High-dose chemotherapy (HDC) and HSCT has not so far demonstrated any advantage over standard chemotherapy either as consolidation in first-line setting in intermediate/high risk disease [19] or in the salvage setting in first relapse or IR [20]. However, in a recent large single-centre retrospective study examining the effect of 2 cycles of high-dose carboplatin/etoposide, it was anticipated that there should be little or no debate on the use of HDC for patients with GCTs refractory to platinum-based chemotherapy or that is not cured by a cisplatin-ifosfamide salvage regimen, as 45% of patients with progressive metastatic disease, tumors refractory to platinum, and third-line or later therapy experienced prolonged DFS [21]. Moreover, novel approaches that incorporate new active agents in the salvage regimen (TIP) or in the HDC regimen, such as paclitaxel as in the patient under discussion, have yielded very promising results [22,23]. While data from prospective phase III studies are not convincing [24], a recent meta-analysis of trials evaluating HDC vs standard salvage chemotherapy indicated that HDC+autologous HSCT confers a statistically significant difference regarding PFS and OS [25] in all prognostic risk categories as defined by the revised Lorch-Beyer score [26]. In this line of evidence and given that TIP represents the most widely accepted salvage regimen, the recently launched international TIGER trial tries to address whether dose-dense Paclitaxel-Ifosfamide (TI) + G-CSF × 2 cycles (every 2 weeks) with intervening HSC collection to support sequentially 3 HDC cycles of timely-spaced Carboplatin-Etoposide is superior to 4 standard cycles of TIP [27].

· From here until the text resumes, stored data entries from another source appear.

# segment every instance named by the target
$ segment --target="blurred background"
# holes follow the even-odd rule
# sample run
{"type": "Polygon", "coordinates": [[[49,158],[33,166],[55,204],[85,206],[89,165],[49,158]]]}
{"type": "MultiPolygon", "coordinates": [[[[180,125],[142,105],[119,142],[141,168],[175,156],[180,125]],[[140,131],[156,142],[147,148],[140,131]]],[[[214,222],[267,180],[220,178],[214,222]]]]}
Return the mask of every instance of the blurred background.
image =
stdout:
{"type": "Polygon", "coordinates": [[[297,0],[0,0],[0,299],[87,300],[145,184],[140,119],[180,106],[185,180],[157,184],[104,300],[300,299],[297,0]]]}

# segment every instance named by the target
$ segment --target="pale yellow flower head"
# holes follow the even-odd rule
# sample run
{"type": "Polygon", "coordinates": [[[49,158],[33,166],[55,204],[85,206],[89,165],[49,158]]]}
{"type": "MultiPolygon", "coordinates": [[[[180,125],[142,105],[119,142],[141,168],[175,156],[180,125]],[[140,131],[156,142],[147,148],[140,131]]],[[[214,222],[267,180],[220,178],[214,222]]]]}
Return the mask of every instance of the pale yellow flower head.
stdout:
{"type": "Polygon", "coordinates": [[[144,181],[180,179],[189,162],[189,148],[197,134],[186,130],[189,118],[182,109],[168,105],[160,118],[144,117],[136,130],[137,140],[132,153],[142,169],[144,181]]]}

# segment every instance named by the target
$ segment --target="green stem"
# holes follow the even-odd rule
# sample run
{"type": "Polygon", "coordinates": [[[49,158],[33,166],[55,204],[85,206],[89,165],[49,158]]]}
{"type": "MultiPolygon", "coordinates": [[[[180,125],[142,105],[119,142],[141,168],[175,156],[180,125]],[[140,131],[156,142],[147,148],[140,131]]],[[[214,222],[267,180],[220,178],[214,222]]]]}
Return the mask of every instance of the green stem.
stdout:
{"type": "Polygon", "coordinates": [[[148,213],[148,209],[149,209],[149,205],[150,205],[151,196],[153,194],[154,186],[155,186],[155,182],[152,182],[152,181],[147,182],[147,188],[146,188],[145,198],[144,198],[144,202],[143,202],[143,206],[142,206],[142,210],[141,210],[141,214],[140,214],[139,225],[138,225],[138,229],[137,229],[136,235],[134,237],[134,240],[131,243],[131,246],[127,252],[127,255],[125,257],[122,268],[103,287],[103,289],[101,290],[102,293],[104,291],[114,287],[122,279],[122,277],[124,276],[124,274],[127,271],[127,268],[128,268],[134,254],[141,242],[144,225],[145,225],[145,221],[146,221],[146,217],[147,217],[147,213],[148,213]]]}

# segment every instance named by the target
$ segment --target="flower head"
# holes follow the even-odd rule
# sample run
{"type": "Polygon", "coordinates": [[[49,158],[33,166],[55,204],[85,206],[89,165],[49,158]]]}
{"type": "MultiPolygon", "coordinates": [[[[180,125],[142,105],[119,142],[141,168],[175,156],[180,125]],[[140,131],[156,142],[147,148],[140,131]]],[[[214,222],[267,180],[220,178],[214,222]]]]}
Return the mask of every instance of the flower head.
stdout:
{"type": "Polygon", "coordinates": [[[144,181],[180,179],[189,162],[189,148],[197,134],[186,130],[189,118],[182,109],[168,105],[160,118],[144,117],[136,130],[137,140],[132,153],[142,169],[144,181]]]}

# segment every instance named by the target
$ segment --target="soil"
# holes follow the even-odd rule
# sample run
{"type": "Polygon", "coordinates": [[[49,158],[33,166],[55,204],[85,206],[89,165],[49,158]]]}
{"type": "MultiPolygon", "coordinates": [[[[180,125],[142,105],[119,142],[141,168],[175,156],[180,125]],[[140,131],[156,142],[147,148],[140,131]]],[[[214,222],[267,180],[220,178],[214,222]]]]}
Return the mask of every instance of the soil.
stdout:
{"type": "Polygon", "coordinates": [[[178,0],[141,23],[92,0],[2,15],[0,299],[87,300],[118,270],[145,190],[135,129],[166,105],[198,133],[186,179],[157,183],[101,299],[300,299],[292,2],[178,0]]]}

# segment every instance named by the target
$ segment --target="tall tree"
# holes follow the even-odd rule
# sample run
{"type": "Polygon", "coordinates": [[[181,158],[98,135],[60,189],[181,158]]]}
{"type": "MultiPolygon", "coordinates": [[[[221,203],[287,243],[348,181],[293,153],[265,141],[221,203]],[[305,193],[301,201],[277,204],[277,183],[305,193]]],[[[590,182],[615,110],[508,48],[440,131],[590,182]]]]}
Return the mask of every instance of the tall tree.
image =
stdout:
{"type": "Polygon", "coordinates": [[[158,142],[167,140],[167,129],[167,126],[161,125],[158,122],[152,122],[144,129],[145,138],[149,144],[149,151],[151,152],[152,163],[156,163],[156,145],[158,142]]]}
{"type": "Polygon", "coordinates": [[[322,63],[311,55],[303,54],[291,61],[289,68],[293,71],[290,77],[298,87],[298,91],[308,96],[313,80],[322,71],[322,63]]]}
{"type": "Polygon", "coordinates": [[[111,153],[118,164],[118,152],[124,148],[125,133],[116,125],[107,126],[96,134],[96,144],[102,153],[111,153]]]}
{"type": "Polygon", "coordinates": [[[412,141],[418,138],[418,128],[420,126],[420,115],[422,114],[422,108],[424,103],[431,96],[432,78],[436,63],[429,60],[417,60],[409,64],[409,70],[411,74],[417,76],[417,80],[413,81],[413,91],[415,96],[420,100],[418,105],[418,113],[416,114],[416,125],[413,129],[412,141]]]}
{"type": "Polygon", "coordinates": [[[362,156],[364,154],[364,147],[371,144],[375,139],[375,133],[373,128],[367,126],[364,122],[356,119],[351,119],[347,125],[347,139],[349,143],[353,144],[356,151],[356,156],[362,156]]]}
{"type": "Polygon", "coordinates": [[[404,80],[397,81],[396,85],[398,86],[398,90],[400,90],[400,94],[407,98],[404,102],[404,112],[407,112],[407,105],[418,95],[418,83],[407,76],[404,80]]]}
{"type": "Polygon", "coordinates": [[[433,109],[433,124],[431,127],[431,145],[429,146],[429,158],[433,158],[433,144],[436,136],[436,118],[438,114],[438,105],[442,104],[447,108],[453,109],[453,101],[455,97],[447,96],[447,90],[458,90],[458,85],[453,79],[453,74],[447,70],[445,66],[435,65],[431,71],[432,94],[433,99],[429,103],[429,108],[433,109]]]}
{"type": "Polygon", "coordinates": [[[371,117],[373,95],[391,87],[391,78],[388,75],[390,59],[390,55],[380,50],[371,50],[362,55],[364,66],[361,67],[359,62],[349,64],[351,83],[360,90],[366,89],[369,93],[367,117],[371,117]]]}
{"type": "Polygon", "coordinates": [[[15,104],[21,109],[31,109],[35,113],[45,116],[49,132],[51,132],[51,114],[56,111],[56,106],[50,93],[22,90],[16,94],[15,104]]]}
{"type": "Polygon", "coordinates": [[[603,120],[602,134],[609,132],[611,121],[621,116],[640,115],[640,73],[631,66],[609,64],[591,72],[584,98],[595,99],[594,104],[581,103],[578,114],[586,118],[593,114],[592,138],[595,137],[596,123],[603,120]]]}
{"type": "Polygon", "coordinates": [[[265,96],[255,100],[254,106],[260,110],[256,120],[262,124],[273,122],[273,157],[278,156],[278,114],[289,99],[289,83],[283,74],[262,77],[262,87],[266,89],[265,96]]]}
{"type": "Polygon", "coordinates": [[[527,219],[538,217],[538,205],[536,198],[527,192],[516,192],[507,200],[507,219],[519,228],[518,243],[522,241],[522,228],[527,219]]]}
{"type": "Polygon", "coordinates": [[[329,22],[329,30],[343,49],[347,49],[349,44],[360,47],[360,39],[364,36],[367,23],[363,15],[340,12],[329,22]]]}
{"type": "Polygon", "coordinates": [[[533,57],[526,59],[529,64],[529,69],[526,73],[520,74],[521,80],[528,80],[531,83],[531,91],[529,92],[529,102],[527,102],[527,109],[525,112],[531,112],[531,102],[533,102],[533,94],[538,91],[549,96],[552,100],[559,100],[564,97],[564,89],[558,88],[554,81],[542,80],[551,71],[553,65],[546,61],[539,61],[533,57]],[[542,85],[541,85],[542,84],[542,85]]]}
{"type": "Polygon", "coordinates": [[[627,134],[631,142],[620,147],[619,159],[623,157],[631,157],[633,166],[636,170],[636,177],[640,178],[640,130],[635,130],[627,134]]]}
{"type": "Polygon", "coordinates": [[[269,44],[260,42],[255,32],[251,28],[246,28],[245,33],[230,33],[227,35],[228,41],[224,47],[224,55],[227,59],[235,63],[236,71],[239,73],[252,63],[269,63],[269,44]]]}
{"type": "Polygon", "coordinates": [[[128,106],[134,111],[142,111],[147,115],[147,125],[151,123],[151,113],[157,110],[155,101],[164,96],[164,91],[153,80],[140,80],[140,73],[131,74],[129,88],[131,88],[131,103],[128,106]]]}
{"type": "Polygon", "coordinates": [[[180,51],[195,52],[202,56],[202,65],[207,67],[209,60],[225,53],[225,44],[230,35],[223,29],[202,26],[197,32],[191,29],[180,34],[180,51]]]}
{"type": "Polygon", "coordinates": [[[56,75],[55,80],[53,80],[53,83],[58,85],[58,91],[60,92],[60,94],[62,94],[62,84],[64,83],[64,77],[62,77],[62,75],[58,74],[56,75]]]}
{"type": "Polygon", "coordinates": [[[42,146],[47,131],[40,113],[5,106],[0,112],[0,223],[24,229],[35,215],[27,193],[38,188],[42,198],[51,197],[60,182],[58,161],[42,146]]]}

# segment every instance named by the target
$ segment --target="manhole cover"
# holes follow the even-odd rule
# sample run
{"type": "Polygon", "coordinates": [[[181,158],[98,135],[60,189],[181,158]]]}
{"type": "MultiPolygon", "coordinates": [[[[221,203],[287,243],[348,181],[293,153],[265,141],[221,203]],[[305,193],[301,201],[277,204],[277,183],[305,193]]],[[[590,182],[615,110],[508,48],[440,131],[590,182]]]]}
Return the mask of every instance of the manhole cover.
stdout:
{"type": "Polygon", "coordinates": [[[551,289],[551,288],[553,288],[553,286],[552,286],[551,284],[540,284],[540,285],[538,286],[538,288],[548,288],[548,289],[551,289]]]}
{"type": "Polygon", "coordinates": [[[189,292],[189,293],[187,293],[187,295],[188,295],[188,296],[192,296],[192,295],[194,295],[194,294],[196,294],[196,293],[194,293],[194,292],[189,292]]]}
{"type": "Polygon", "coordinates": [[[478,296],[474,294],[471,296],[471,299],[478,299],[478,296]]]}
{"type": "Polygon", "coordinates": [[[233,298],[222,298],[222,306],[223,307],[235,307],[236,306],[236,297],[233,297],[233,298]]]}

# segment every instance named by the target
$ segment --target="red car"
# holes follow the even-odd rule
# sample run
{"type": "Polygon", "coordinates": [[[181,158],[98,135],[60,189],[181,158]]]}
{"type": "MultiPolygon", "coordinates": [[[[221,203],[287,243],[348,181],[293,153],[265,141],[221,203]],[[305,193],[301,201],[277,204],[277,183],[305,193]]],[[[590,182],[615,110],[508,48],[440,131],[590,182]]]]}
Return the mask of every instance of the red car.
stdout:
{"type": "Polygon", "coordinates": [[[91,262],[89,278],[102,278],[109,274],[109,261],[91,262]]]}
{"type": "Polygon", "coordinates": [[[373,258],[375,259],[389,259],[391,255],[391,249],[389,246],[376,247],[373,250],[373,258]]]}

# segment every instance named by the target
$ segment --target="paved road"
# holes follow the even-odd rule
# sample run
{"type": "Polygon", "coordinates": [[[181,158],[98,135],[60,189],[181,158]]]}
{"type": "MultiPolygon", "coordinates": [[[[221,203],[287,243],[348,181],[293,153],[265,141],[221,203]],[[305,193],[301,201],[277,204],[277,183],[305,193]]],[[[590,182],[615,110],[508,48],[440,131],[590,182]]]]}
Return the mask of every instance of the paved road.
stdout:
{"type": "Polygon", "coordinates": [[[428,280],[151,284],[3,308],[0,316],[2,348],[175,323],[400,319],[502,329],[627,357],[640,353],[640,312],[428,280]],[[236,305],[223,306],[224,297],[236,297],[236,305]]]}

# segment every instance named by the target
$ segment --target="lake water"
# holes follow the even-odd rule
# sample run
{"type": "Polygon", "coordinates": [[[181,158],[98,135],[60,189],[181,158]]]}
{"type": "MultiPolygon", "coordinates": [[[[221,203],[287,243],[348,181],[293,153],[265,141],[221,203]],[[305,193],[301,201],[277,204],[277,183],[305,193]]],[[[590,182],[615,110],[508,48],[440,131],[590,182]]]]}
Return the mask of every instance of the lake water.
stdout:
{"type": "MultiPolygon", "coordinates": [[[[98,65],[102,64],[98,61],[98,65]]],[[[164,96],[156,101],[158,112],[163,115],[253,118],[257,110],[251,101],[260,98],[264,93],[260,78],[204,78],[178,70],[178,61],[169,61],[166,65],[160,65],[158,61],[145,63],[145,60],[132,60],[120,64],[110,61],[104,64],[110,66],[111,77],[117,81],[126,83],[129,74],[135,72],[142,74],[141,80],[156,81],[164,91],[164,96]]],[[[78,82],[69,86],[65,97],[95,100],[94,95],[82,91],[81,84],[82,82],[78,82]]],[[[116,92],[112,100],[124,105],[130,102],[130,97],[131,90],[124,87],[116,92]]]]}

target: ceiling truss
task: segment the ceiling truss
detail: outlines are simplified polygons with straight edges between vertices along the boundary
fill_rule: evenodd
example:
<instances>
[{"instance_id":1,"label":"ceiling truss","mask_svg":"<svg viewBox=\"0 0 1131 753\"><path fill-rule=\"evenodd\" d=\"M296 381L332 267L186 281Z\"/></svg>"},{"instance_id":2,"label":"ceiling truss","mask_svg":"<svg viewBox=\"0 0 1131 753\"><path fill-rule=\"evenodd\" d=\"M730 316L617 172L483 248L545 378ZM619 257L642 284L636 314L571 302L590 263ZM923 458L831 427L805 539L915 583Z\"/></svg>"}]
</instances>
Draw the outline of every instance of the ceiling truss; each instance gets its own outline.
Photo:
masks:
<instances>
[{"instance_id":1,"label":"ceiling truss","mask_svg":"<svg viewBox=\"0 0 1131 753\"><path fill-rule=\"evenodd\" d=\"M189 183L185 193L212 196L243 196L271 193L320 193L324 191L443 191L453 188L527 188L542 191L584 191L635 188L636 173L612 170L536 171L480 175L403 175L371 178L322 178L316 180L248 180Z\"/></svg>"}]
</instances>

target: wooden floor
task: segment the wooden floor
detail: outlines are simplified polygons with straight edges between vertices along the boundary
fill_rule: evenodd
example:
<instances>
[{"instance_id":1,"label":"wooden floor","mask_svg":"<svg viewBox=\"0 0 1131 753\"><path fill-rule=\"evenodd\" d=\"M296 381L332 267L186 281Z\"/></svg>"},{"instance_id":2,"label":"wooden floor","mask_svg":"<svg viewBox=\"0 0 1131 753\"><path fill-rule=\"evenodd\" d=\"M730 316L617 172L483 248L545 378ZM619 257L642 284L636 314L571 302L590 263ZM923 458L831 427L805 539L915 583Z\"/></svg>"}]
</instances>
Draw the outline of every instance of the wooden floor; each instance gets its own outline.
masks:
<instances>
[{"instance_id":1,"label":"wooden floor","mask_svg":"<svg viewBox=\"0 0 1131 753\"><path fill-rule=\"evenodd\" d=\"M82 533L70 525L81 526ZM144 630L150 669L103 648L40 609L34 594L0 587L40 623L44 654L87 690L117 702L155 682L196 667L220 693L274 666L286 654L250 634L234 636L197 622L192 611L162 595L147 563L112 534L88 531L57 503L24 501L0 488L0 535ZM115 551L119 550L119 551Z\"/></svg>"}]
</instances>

The patient reported herein achieved a complete response to 3 cycles of TIP salvage followed by consolidation with CarbopEC HDC and HSCT, which led to continuous remission of his NSGCT, as well as control his severe SLE, remaining off any immunosuppressive disease modifying agent. Therefore, the present case illustrates in a clear manner that the indication of HDC and HSCT in a certain patient with relapsed GCT could be useful in the control of both the neoplastic and severe autoimmune disease.